OzTAM is jointly owned by Seven, Nine and TEN.

15 Responses

  1. Wow a quick look at RegionalTAM figures have all top 20 shows rating from 300,000 well into the high 500,000’s. Those are some high viewership numbers to be ignoring.

  2. Of course it should be national. Canberra, Newcastle and Wollongong have a large population but are not being counted.

    I believe the Gold Coast is part of the Brisbane survey (correct me if that’s wrong)

  3. Driving around Sydney it’s interesting to see where house antennas are pointing. The northern beaches, like “Summer Bay” get far better reception from the regional Central Coast transmitters ‘just over there’. In Sutherland and in the Penrith valley area much better reception is received from the Wollongong transmitters than from Sydney. Viewers installed these elsewhere antennas back when TCN9 used to only show half of the cricket whereas WIN and NBN3 showed all. They then discovered that these ‘regional’ signals are better anyway. “Sydney” figures are diluted by this anomaly.

      1. Hence part of my “argument”. Many in the Sydney area get better reception from a regional, due to the low Sydney-located towers (whereas every other city has towers on nearby mountain ranges). Wollongong towers are south of Wollongong and have their own tx issues to Wollongong and northern beaches, even to the southern lake area, due to terrain and antennas with their back to Knight’s Hill, pointing towards Sydney. Thus, the figures are skewed, however pretty meaningless as hard to know if one is watching TCN9 or 9 from Wollongong now that the SCA brand has been killed off.

    1. With a population of less than 250K, Hobart is a real capital city in the same way that a chihuahua is a real dog. Technically, you are correct. 🙂

      I do agree that they should be included, along with the rest of the country.

        1. As far as I know only Australia classifies “regional” as areas outside capital cities.

          In the US “regional” means – anything pertaining to a particular area. So you get “Los Angeles regional hospital” serving Los Angeles and the regions around it. A “regional sports network” would be fox sports Dallas which serves the Dallas metreo area and surrounding regions. A “regional weather forecast” for the northeast would include New York, philly and Boston.

          I’m short – it has nothing to do with cities or capital cities. It’s any area of geographic mass.

          Only in Australia does regional mean “outside capital cities”

          1. Actually (mansplaining follows 😉 ), in TV terms in both AU & USA it’s mostly down to network vs affiliate coverage.

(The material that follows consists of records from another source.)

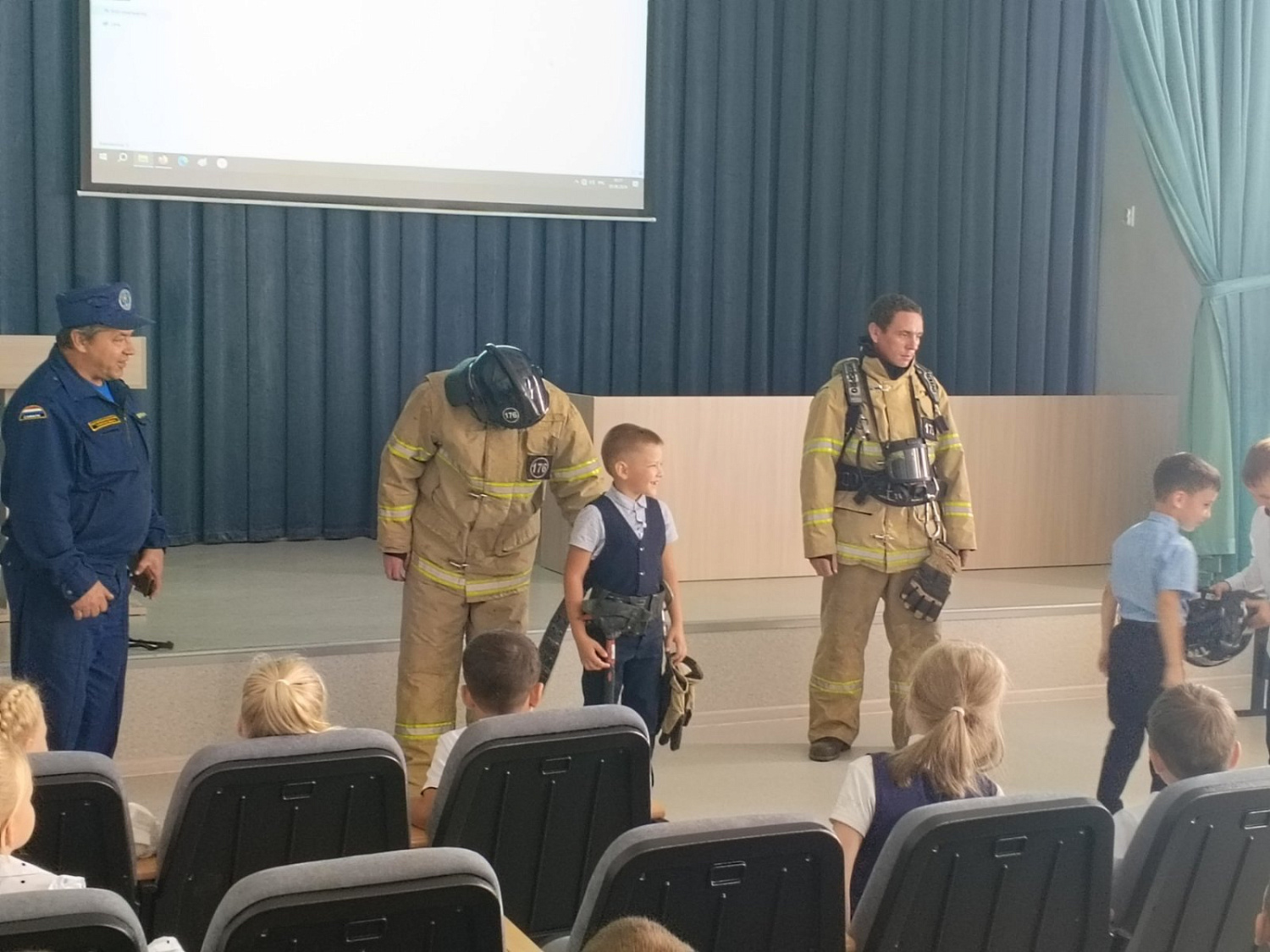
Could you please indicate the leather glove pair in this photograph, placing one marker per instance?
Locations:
(681, 680)
(927, 591)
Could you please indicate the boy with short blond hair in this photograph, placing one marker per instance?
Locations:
(1191, 730)
(620, 553)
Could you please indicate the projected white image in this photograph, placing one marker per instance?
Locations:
(505, 104)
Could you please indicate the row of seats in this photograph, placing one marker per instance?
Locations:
(558, 804)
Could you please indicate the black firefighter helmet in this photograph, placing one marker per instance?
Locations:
(500, 386)
(1217, 627)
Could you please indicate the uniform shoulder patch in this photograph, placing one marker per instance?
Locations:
(102, 423)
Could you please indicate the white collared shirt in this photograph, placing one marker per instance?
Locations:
(588, 530)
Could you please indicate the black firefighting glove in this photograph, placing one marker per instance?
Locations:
(927, 591)
(682, 680)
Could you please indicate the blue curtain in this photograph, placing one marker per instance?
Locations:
(1199, 76)
(808, 155)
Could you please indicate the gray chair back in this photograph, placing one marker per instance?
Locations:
(744, 883)
(423, 900)
(541, 795)
(83, 820)
(251, 805)
(1029, 873)
(1198, 866)
(69, 921)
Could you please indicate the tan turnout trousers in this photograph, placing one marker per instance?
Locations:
(848, 601)
(436, 626)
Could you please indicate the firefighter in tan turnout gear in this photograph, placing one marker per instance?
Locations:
(886, 515)
(461, 484)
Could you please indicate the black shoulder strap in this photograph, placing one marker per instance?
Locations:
(855, 388)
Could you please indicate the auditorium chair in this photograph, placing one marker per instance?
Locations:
(251, 805)
(1026, 873)
(69, 921)
(1198, 866)
(744, 883)
(81, 820)
(541, 795)
(427, 900)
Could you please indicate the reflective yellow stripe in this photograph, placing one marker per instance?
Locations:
(826, 444)
(835, 687)
(408, 451)
(433, 571)
(470, 588)
(818, 517)
(422, 731)
(500, 490)
(576, 472)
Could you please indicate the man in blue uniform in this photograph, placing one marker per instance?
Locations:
(83, 523)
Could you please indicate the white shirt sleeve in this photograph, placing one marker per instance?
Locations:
(1254, 576)
(588, 530)
(437, 768)
(858, 800)
(672, 533)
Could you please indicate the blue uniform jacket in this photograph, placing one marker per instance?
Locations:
(76, 477)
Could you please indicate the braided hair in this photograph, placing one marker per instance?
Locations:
(22, 713)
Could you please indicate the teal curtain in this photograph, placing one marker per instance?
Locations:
(1199, 78)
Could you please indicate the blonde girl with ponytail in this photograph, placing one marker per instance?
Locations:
(954, 710)
(282, 697)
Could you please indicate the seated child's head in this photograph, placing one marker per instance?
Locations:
(1186, 487)
(1191, 731)
(632, 456)
(634, 933)
(17, 812)
(500, 674)
(22, 716)
(282, 697)
(954, 702)
(1256, 472)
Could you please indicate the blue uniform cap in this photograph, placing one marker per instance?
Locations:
(108, 305)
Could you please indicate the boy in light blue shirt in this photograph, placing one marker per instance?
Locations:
(1155, 573)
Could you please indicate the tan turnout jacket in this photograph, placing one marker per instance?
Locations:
(883, 537)
(464, 499)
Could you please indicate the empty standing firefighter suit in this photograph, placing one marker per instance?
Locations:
(886, 517)
(461, 484)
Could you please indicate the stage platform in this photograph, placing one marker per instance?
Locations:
(323, 597)
(754, 640)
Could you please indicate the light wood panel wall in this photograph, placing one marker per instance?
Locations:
(1054, 480)
(22, 353)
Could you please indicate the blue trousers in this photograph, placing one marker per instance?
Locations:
(76, 665)
(637, 675)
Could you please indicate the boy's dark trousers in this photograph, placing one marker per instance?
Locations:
(637, 674)
(1135, 667)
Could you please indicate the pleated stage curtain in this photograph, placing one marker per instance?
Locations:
(808, 155)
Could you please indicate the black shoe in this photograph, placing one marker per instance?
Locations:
(827, 749)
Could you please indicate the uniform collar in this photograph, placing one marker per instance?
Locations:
(624, 502)
(1165, 520)
(875, 368)
(76, 386)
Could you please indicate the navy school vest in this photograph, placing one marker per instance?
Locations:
(892, 802)
(627, 565)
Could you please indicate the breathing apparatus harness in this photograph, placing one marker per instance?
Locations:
(907, 477)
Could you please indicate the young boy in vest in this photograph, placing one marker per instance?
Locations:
(1190, 731)
(1155, 573)
(620, 553)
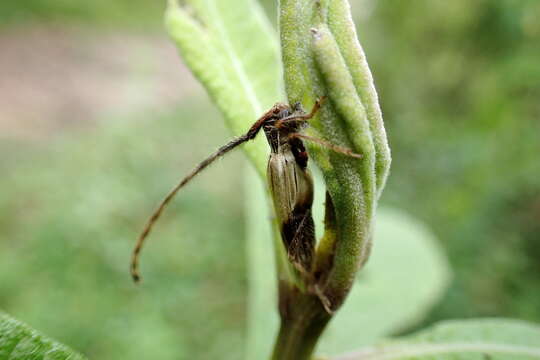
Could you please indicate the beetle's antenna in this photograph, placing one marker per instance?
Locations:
(155, 216)
(304, 117)
(333, 147)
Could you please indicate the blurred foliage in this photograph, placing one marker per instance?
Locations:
(459, 84)
(71, 210)
(105, 13)
(20, 342)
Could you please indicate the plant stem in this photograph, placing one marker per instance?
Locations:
(303, 319)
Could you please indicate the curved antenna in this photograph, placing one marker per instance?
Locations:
(303, 117)
(157, 213)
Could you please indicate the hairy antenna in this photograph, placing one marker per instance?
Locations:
(155, 216)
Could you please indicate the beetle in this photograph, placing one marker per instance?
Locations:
(290, 182)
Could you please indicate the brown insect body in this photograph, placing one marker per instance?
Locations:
(291, 186)
(290, 182)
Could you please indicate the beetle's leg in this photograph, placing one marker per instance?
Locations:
(333, 147)
(304, 117)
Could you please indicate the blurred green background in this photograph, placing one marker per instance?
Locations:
(98, 118)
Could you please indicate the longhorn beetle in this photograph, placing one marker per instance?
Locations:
(291, 185)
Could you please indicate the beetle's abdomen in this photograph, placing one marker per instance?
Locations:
(291, 187)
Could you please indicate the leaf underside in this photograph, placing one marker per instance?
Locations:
(20, 342)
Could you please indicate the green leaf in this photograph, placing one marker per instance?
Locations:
(231, 48)
(405, 276)
(394, 289)
(493, 339)
(19, 342)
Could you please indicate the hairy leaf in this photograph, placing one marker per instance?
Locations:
(390, 293)
(20, 342)
(233, 51)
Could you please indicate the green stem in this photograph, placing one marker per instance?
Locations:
(303, 320)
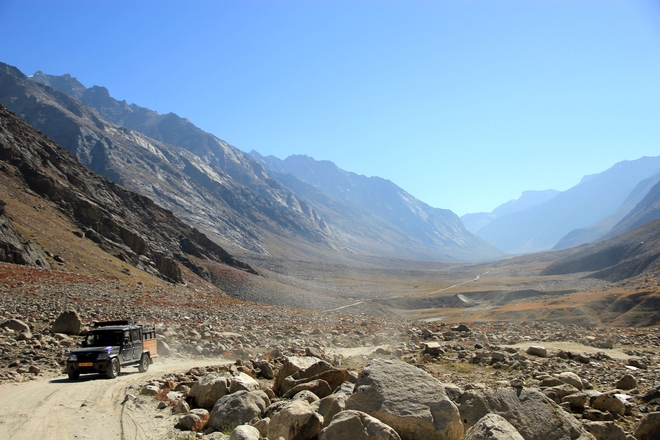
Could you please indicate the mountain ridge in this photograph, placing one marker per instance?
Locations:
(249, 208)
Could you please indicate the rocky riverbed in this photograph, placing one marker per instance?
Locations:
(605, 380)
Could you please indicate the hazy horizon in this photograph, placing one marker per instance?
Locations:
(464, 105)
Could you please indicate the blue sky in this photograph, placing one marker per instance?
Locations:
(464, 104)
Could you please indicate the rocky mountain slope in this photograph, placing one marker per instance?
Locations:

            “Metro” is areas with network-owned coverage (including the previously near-100% affiliates / now network stations in Perth & Adelaide) – the 5 cities in “5-city Metro”.

            “Regional” includes capital cities that aren’t covered by network-owned stations (e.g. Hobart, Canberra, & Darwin) and receive their 9/7/10 programming through affiliates).

            In the US it’s a bit more complicated – basically Nielsen uses peoplemeters all year round in network markets, & diaries during ‘sweeps weeks’ in affiliate markets.

  4. It’s simple, guys: if you want it to change, stop crowing about the metro figures and start focussing on the national figures. Stop sending out releases every time one of yours is a bee’s proverbial ahead of your competition on metro figures. Stop complaining that the 2 ratings agencies you all jointly own & run aren’t working together.

    In short, stop implying it’s everyone else’s fault you’re doing it wrong…

  5. It would make sense to merge OZTAM and RegionalTAM to at least provide a more accurate overnight figure. I agree the 5 capital cities are only a snap shot and times are changing and have changed and the TV industry appears slow to move on this issue!